June Yun

Transforming appreciation into visual forms
Transforming appreciation into visual forms

June Yun is a Vancouver-based artist. She was born in China and educated at the Central Academy of Fine Art in Beijing. Then she lived and studied Fine Art in UK, received a Master of Fine Art degree from the University of Newcastle upon Tyne.
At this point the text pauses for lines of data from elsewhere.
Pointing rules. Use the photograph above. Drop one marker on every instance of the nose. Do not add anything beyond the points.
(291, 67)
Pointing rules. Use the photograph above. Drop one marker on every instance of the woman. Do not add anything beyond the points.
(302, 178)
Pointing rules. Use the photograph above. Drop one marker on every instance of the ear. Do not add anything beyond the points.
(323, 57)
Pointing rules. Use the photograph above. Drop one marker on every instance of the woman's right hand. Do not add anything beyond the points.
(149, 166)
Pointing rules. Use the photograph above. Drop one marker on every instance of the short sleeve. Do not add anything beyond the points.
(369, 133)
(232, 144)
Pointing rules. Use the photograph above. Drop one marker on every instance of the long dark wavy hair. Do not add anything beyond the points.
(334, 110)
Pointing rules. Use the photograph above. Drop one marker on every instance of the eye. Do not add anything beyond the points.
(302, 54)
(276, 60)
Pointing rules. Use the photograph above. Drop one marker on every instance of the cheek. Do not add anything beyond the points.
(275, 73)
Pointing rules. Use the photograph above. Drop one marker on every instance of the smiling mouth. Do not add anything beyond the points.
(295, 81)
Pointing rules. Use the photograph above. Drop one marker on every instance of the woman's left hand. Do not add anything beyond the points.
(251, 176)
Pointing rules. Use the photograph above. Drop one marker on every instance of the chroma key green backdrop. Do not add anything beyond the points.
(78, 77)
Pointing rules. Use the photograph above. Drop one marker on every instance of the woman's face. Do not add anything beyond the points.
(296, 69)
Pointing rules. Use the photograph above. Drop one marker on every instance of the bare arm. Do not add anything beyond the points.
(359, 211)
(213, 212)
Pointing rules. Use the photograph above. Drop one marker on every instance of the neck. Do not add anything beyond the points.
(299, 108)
She has taught art in Anqing university, Macau Polytechnic Institute and Emily Carr University of Art and Design.

Yun has exhibited internationally since 2000. In UK: Hatton Gallery, Newcastle Upon Tyne; Durham Oriental Museum; Atkinson Gallery,Somerset; Global art gallery in Newcastle; Manchester Art Center, Kings College London; Washington Art Centre; Galerie Du Tableau, Marseille, France; In Canada, she had installation shows in Banff Centre, Richmond Art Gallery; video installation show in Centre A and three solo exhibitions in Lipont Gallery in Richmond ; In China, Shanghai Himalaya Art museum, Shang Shang contemporary Art Gallery in Xiamen. Also she has received a few art grants from Canada Council for the Arts and BC Arts Council for Professional Visual Arts. She has participated several international artist residencies, such as Banff Centre, Shanghai Himalaya Museum and Art Council England funded an art project in Goa, India, etc. In the summer of 2016 She participated the “Big Print Project” with Chinese Canadian and Indigenous artists celebrating the art of large-scale woodcut print-making using a steamroller, funded by city Vancouver. 2018, her painting “Wuhu 03” has been selected by “Bombay Sapphire Artisan Series competition” in North America, as one of the 100 finalists, and exhibition at the Gallery Jones in Vancouver.
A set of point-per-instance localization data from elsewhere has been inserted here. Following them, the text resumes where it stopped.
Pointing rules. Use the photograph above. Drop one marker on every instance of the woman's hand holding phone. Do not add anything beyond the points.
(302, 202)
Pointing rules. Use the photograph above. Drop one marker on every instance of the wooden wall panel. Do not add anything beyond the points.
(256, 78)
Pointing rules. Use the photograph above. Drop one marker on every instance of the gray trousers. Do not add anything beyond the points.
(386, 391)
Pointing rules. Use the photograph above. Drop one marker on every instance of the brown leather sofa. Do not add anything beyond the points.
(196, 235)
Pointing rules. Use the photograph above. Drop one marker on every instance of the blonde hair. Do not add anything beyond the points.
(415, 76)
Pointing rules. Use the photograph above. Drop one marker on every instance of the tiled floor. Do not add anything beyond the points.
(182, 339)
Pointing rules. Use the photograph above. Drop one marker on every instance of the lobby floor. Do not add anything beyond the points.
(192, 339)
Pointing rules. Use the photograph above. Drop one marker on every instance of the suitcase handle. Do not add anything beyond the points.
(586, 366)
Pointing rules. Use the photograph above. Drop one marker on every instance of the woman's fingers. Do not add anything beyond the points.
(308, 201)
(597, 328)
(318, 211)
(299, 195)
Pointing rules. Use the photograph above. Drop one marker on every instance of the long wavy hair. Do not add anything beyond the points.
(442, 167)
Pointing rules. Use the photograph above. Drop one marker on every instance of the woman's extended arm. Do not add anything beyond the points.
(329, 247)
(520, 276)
June Yun’s artwork builds on the edge of Eastern and Western cultures. Through her life and travel experiences from East to West, and then looking back at the East, she transforms her appreciations and concepts into visual forms: oil painting, drawing, video and installation. Those framed thoughts are sublimates of her inside words and passions, made more simple and quiet in their external form.